Anyway, here, in Yorktide Memorial Park, there were literally walls of rhododendron, with their dark, glossy green leaves and bright pink flowers. The super old lilac trees were no longer in bloom but the black-eyed Susans were, as well as a big mass of some tall purple flower Meg couldn’t identify. That wasn’t unusual. She didn’t exactly have a green thumb. In fact, she never could understand why people got so excited about growing their own flowers when you could buy them at the grocery store or, if you had the money, at a florist.
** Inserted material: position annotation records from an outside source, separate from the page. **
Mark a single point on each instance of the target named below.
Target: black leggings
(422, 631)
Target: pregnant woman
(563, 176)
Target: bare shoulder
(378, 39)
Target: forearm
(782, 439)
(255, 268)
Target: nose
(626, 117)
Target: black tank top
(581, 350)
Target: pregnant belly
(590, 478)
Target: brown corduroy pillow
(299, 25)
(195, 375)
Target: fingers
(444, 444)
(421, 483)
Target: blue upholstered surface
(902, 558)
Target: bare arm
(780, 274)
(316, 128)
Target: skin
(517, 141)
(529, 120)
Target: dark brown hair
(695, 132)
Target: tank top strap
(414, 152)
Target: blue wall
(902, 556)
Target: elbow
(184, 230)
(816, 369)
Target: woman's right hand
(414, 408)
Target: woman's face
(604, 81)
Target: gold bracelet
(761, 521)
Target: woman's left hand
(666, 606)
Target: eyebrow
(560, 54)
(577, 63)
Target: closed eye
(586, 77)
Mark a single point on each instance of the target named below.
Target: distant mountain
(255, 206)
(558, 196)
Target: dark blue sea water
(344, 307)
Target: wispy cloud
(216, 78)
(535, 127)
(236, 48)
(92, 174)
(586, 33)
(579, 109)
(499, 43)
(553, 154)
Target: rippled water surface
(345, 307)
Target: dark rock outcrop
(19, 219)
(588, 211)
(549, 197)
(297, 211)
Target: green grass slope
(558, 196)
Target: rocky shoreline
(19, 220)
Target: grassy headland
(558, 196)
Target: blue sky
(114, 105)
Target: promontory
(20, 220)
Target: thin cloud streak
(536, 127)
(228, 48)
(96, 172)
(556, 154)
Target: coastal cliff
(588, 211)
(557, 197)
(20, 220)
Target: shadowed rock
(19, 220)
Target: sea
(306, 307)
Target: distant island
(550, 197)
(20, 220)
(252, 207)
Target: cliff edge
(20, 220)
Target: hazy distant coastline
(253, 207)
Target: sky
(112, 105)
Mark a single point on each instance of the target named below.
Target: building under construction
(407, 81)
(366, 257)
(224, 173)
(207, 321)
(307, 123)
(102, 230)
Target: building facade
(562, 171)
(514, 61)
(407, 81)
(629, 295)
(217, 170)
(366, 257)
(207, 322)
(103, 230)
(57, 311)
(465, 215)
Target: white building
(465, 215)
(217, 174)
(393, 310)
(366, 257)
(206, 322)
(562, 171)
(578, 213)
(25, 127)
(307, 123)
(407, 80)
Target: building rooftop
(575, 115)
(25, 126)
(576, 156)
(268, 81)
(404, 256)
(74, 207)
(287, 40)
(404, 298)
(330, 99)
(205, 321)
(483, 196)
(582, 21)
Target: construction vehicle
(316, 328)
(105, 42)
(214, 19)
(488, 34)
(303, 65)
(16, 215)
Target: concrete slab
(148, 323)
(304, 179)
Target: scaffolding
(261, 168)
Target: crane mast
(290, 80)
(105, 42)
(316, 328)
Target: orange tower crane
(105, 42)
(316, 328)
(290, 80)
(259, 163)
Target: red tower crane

Meg became aware that she and Rosie were sitting close enough for their arms to touch if one of them moved even just a little bit. Just like old times, sort of. Meg had a feeling that if her arm accidentally touched Rosie’s arm, Rosie would yank hers away.
But maybe she wouldn’t yank her arm away. In some ways, Meg realized, they had become strangers to each other. They hadn’t really talked in months, not like they used to talk. She felt a bit nervous now, sitting there side by side. She wondered if the relationship would still be there, the real relationship, not just a chatty, polite thing conducted over the backyard fence. “Hi, how was your day?” “It was okay. How was yours?” “Okay. Gotta go!”